Just like the nuke-plant failure, reading this list makes you go "what kind of cowboy outfit allows this kind of thing to happen?"

Or maybe, if it has happened to you, "Oh crimeny, I've so been there. Here's hoping I retire before it happens again."

It happens to us all. Netfix reduces this through the Chaos Monkey, using it to visibly trigger these small failures before they can cascade into big ones.
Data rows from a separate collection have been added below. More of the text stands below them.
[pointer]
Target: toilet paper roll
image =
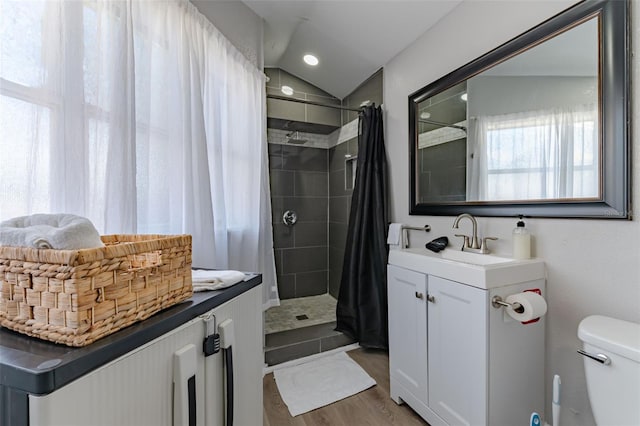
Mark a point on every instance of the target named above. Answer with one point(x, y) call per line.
point(533, 304)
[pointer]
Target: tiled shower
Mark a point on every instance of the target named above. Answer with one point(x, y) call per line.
point(312, 174)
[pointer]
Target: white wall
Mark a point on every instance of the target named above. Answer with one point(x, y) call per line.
point(239, 24)
point(593, 266)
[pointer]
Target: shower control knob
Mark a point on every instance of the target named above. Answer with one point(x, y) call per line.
point(289, 218)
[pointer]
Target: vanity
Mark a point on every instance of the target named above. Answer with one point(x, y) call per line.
point(454, 357)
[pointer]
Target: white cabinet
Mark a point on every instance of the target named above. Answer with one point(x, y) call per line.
point(138, 388)
point(455, 359)
point(408, 331)
point(457, 335)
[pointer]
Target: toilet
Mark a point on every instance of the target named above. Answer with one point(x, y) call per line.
point(611, 349)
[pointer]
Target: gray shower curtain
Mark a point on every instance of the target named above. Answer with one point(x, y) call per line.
point(361, 312)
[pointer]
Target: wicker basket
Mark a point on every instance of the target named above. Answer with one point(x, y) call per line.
point(78, 296)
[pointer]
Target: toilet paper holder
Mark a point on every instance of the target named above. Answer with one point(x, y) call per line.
point(497, 303)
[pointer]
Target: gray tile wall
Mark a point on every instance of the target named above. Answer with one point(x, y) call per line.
point(443, 172)
point(299, 182)
point(339, 207)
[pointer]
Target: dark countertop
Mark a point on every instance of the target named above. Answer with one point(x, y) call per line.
point(39, 367)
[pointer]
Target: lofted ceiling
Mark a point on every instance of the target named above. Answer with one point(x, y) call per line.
point(351, 38)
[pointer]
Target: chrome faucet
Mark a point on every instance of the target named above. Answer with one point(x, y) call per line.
point(471, 243)
point(474, 238)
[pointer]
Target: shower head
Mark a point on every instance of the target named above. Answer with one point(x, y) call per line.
point(294, 138)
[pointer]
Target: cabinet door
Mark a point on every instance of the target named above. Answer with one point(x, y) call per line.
point(408, 329)
point(457, 352)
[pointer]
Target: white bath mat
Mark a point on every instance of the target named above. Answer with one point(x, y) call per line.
point(320, 382)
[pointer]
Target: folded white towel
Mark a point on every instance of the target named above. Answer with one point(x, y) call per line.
point(50, 231)
point(395, 232)
point(206, 280)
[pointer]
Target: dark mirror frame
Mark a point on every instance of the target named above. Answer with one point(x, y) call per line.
point(614, 126)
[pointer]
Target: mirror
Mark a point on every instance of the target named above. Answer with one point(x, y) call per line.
point(537, 126)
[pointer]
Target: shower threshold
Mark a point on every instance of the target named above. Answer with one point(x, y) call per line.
point(301, 327)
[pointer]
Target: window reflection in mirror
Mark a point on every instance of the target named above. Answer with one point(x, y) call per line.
point(525, 129)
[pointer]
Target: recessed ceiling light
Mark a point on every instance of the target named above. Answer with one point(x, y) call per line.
point(310, 59)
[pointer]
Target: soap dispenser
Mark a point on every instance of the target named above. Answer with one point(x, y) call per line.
point(521, 241)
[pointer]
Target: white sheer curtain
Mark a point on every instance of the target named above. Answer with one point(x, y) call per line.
point(141, 116)
point(535, 155)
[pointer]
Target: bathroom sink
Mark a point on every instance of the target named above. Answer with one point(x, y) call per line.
point(474, 258)
point(484, 271)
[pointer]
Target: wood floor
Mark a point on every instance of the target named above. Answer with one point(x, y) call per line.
point(371, 407)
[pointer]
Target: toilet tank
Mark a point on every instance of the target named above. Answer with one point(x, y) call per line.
point(614, 388)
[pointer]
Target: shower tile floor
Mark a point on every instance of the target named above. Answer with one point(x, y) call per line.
point(300, 312)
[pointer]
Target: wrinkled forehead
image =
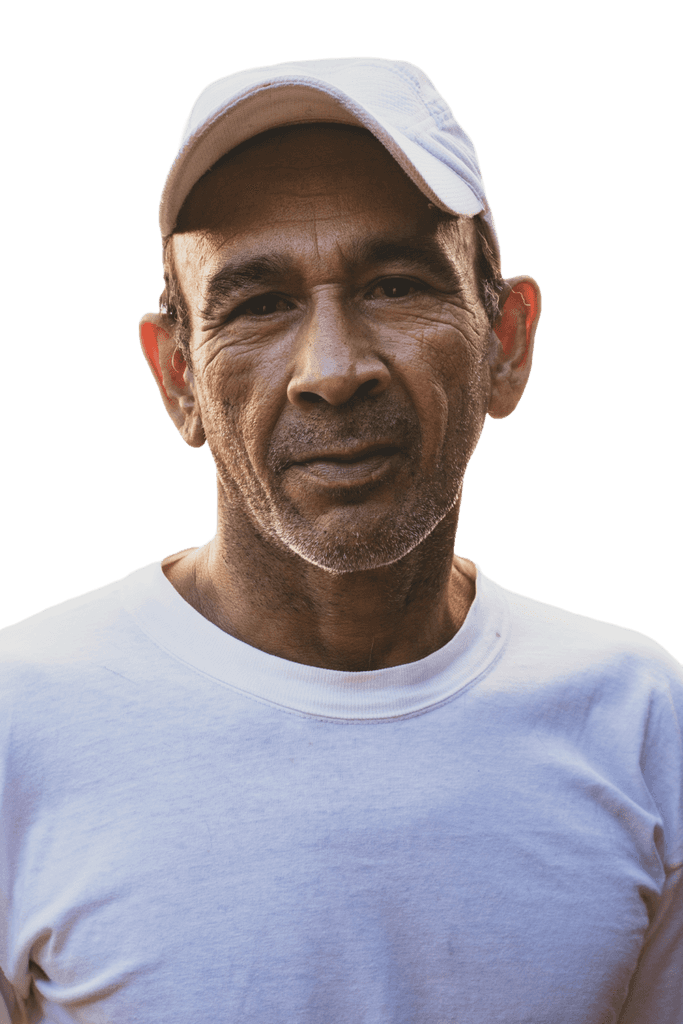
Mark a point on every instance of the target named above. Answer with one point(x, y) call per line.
point(309, 189)
point(298, 162)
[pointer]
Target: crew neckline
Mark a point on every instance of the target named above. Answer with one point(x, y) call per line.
point(378, 694)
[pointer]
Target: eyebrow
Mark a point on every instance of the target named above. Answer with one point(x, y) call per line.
point(240, 274)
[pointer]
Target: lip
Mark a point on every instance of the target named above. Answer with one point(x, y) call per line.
point(349, 467)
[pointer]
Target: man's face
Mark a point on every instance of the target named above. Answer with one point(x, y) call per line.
point(339, 346)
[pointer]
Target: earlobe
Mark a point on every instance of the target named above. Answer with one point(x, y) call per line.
point(512, 344)
point(172, 377)
point(150, 343)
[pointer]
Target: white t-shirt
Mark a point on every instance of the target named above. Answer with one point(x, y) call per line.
point(195, 832)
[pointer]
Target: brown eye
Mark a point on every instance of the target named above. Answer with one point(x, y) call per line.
point(265, 305)
point(394, 288)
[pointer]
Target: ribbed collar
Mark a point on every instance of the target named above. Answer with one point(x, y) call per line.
point(383, 693)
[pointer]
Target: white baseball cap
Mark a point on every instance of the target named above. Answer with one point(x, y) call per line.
point(393, 99)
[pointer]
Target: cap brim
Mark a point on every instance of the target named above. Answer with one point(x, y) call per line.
point(288, 101)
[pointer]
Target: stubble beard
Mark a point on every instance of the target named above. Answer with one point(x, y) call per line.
point(386, 539)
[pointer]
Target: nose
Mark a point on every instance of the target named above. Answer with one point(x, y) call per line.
point(336, 358)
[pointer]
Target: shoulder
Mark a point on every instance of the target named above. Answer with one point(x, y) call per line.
point(60, 643)
point(587, 651)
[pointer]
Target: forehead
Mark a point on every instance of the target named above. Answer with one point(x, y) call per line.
point(311, 193)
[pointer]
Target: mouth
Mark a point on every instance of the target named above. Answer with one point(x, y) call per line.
point(350, 467)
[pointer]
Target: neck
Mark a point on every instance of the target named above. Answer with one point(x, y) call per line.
point(270, 598)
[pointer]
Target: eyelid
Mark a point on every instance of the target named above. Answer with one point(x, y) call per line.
point(416, 282)
point(242, 307)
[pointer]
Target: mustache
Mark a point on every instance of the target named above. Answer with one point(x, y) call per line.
point(326, 428)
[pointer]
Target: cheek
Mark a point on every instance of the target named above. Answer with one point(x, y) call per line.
point(241, 398)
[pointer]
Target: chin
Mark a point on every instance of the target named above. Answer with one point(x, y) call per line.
point(343, 548)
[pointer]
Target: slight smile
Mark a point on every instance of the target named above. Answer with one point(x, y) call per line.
point(349, 468)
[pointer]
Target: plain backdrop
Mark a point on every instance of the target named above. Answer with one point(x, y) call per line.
point(574, 500)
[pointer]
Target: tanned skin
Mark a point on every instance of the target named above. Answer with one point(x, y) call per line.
point(342, 370)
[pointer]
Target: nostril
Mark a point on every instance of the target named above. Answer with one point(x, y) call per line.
point(367, 388)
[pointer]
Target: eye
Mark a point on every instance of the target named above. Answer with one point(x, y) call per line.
point(394, 288)
point(263, 305)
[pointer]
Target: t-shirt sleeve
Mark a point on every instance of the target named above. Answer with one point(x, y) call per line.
point(655, 992)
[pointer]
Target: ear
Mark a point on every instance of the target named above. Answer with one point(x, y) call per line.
point(512, 344)
point(172, 376)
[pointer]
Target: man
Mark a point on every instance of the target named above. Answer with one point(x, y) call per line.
point(322, 769)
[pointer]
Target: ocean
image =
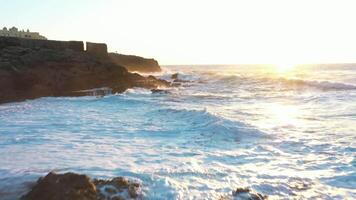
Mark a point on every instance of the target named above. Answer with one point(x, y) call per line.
point(288, 134)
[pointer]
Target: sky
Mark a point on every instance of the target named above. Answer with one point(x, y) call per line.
point(199, 31)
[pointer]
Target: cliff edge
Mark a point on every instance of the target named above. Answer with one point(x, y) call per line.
point(35, 69)
point(135, 63)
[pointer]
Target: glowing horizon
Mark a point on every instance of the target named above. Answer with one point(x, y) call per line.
point(199, 32)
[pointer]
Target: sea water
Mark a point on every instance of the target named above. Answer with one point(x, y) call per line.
point(283, 133)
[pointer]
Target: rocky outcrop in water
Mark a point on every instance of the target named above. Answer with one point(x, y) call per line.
point(31, 72)
point(135, 63)
point(71, 186)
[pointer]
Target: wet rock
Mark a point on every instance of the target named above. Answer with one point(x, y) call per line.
point(159, 91)
point(70, 186)
point(135, 63)
point(27, 73)
point(174, 76)
point(247, 194)
point(118, 187)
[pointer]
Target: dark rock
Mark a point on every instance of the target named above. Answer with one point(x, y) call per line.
point(70, 186)
point(97, 49)
point(27, 73)
point(67, 186)
point(159, 91)
point(174, 76)
point(246, 193)
point(135, 63)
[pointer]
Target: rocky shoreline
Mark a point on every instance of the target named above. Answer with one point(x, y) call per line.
point(30, 70)
point(72, 186)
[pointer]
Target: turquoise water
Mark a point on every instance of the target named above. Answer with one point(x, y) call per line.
point(286, 134)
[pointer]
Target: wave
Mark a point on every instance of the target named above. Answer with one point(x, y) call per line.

And yet even they fall over when a really big failure happens naturally.

What can you do?

  • Accept that the multiple-failure combinatorics problem is infinite and you won't be able to capture every fail case.
  • Build your system to be as disaster resilient as possible.
  • Test your remediations, and do so regularly.
  • Validate your instrumentation is returning good results, and do so regularly.
  • Cross-check where possible.
  • Investigate glitches, and keep doing it after it gets tediously boring.
  • Cause small failures and force your system to respond to them.

These are all known best-practices, and yet people are lazy, or can't get sufficient management buy-in to do it (a 'minimum viable product' is likely excessively vulnerable to this kind of thing). We do what we can, snark at those who visibly can't, and hope our turn doesn't come up.